The end result is noticeably superior gaming performance to even the other IPS displays on test. Whether it’s truly a ‘double- the-money’ improvement is a tougher call, but the LG’s other class-leading features help to make that decision a little easier. For a start, this display arrives with near-perfect image quality straight out of the box – just turn down the brightness and you’re good to go. It also has 140 percent sRGB (98 percent DCI-P3) color space coverage, so it’s the only display on test that can deliver the full range of colors for even the most demanding HDR specs.

Sadly, with a relatively modest contrast ratio of 939:1 and no clever backlighting control, it lacks the contrast to provide a particularly impactful HDR image – you’ll have to double your money again to get true HDR on a display this size. Crucially, though, this display also offers a proper sRGB mode that pulls that color space coverage down to 96 per cent sRGB. Plus, unlike many displays, it allows you to adjust the brightness in this mode too.
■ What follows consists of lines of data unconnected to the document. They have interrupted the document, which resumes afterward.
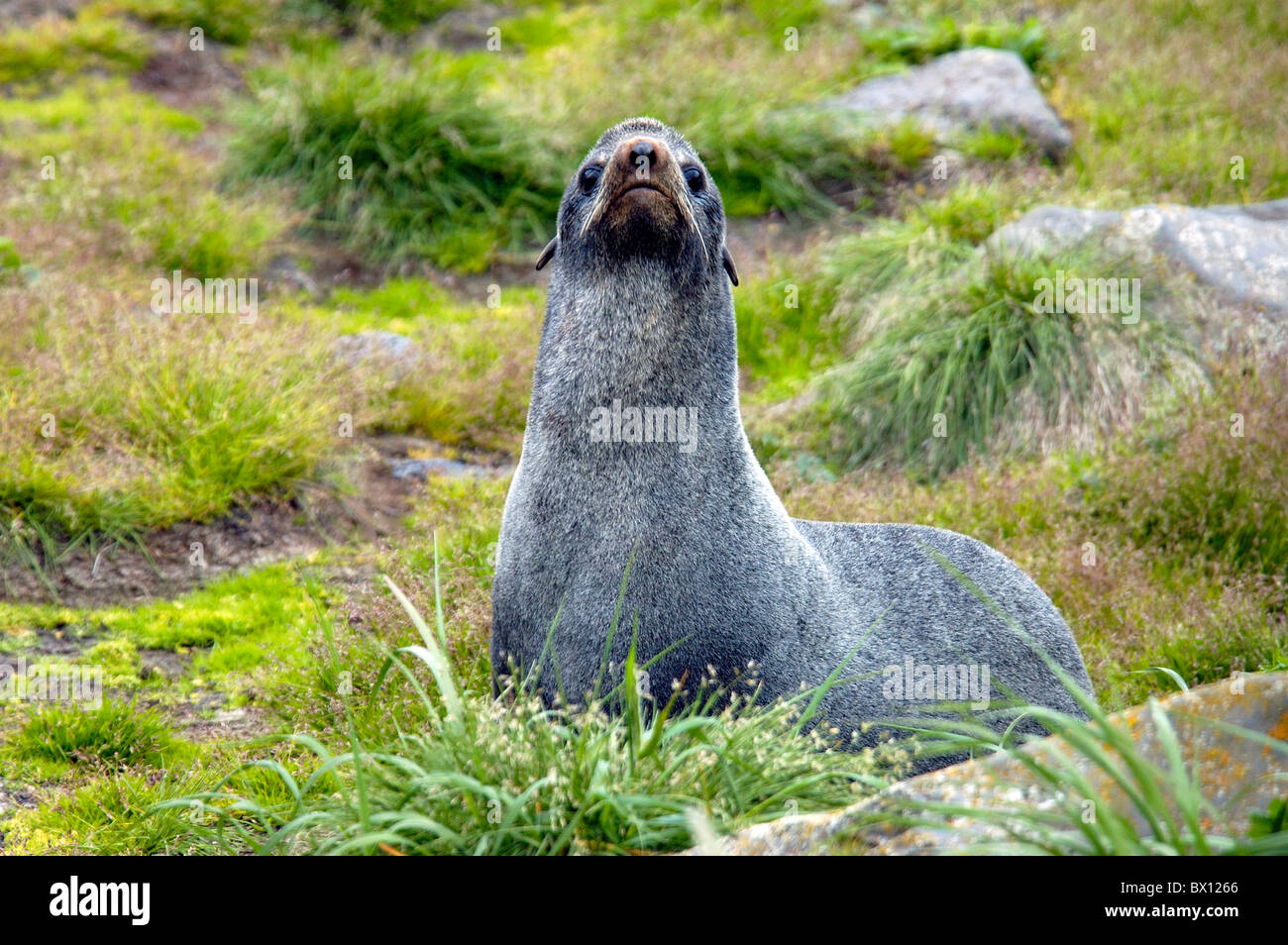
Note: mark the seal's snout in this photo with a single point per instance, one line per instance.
(643, 158)
(642, 201)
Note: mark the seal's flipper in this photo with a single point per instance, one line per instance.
(548, 254)
(729, 266)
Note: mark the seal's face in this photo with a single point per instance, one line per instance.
(643, 192)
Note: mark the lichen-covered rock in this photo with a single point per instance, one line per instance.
(1237, 776)
(960, 91)
(1241, 252)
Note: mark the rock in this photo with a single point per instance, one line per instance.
(437, 467)
(387, 348)
(284, 273)
(961, 91)
(1241, 252)
(1235, 774)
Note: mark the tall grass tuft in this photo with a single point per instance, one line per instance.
(437, 170)
(511, 776)
(953, 357)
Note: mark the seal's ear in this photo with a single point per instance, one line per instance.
(548, 254)
(729, 266)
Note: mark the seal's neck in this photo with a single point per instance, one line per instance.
(638, 334)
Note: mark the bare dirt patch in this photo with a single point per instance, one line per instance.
(178, 559)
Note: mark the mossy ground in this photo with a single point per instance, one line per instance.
(1159, 537)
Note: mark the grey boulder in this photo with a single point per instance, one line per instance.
(1240, 252)
(961, 91)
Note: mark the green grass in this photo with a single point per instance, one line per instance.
(114, 737)
(55, 47)
(434, 168)
(951, 358)
(471, 377)
(925, 40)
(123, 175)
(1160, 807)
(476, 776)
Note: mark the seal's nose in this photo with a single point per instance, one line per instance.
(642, 156)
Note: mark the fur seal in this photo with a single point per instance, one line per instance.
(635, 452)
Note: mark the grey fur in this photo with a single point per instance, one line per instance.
(717, 562)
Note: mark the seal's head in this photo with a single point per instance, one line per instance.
(643, 192)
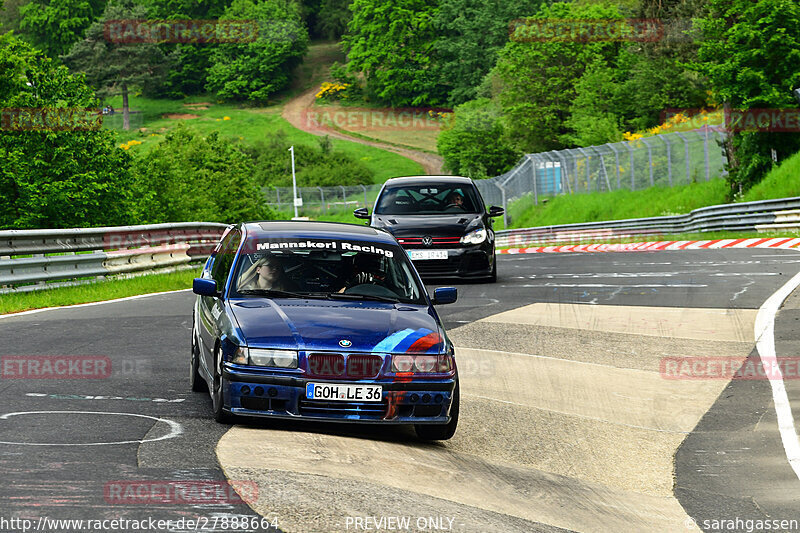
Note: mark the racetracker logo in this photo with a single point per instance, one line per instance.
(775, 120)
(366, 120)
(585, 31)
(55, 367)
(137, 31)
(137, 239)
(50, 119)
(180, 492)
(696, 368)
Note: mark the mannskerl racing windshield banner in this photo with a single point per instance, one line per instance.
(341, 246)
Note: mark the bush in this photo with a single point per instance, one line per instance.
(256, 70)
(188, 177)
(52, 179)
(473, 141)
(314, 166)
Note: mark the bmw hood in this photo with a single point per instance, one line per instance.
(362, 326)
(455, 225)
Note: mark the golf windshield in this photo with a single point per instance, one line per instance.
(332, 269)
(427, 200)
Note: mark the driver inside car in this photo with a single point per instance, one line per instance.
(454, 199)
(265, 273)
(367, 268)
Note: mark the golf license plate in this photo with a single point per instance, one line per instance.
(340, 392)
(418, 255)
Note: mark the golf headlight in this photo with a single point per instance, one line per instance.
(274, 358)
(474, 237)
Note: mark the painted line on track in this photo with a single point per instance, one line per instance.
(659, 246)
(32, 311)
(175, 429)
(765, 342)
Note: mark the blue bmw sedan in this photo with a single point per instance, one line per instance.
(322, 321)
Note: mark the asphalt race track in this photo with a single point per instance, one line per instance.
(568, 423)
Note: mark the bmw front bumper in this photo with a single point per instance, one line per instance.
(403, 402)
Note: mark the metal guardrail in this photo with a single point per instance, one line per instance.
(760, 216)
(45, 258)
(665, 160)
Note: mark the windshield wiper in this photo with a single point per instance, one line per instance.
(275, 293)
(343, 296)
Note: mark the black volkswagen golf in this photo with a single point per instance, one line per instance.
(442, 222)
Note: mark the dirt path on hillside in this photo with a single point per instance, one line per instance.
(296, 112)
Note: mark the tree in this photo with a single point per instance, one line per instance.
(534, 80)
(9, 15)
(256, 70)
(188, 177)
(112, 66)
(51, 179)
(471, 33)
(189, 61)
(473, 142)
(333, 19)
(750, 55)
(392, 44)
(55, 26)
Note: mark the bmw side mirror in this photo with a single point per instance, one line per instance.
(205, 287)
(445, 295)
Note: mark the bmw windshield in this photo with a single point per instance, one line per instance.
(322, 268)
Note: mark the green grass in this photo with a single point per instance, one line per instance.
(709, 236)
(782, 182)
(246, 125)
(616, 205)
(97, 292)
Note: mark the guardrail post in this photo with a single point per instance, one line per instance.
(686, 155)
(649, 160)
(564, 173)
(616, 162)
(505, 206)
(723, 160)
(322, 200)
(705, 152)
(633, 167)
(669, 157)
(533, 160)
(588, 175)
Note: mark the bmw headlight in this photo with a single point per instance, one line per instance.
(273, 358)
(474, 237)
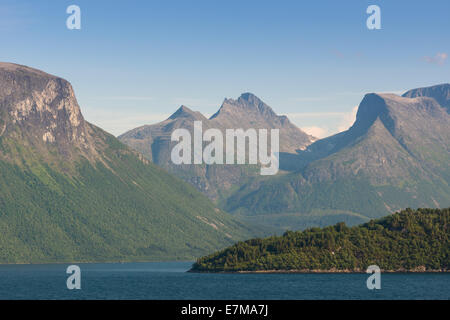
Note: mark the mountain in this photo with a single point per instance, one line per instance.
(396, 155)
(440, 93)
(417, 241)
(215, 181)
(69, 191)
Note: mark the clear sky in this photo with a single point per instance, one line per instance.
(134, 62)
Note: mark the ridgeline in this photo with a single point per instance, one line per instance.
(407, 241)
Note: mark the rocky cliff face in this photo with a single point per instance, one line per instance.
(42, 109)
(441, 93)
(69, 191)
(396, 155)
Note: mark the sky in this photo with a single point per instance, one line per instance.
(135, 62)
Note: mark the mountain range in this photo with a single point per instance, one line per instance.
(396, 155)
(70, 191)
(215, 181)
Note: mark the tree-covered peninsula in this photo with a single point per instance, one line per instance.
(410, 240)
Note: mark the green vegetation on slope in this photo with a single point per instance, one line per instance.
(118, 209)
(408, 240)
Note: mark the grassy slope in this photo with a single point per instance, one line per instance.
(117, 210)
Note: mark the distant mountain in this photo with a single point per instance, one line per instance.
(440, 93)
(69, 191)
(416, 241)
(396, 155)
(216, 181)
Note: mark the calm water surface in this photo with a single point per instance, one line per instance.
(170, 281)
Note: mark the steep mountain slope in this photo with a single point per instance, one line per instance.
(441, 93)
(396, 155)
(216, 181)
(71, 192)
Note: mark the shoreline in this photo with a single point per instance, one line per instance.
(331, 271)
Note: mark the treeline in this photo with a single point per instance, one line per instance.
(410, 240)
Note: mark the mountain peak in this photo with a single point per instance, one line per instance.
(247, 102)
(440, 93)
(185, 112)
(41, 106)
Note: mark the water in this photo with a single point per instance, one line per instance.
(170, 281)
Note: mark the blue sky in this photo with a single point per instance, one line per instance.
(135, 62)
So far so impressive, but the UltraGear 34GN850 bizarrely looks among the cheapest and more obviously plasticky of the displays on test. It also uses an external power brick, it has no speakers, its stand can’t rotate or pivot and all its connections jut directly out the back of the display – that’s convenient for plugging and unplugging cables, but it looks a bit messy.

Thankfully, the on-screen display menu system is excellent, with a comprehensive range of options and an easy to use joystick control system, rather than the clunky separate buttons of the other displays.

Specifications

  • Screen size: 34in
  • Resolution: 3,440 x 1,440
  • Panel technology: IPS
  • Maximum refresh rate: 144Hz
  • Response time: 1ms
  • Contrast: 1,000:1
  • Adaptive sync: FreeSync, unofficial G-Sync support
  • Display inputs: 2 x DisplayPort 1.2,2 x HDM1 1.4
  • Audio: 2 x 3W speakers, line in, Headphone out
  • Stand adjustment: Height, rotation, tilt
  • Extras: 100 x 100mm VESA mount

Summary: Just a year ago this display would have been a steal, but now prices for 34in monitors with high refresh rates have plummeted, and demanding over double the price of the likes of the iiyama G-Master GB3461WQSU is a tough ask. 

That said, the superb gaming and color performance comfortably make this display stand out as the best in its class. It’s expensive but worth it if you have the money. A higher refresh rate, faster response time and better default image quality than the competition make the LG a fantastic monitor,although it’s not cheap.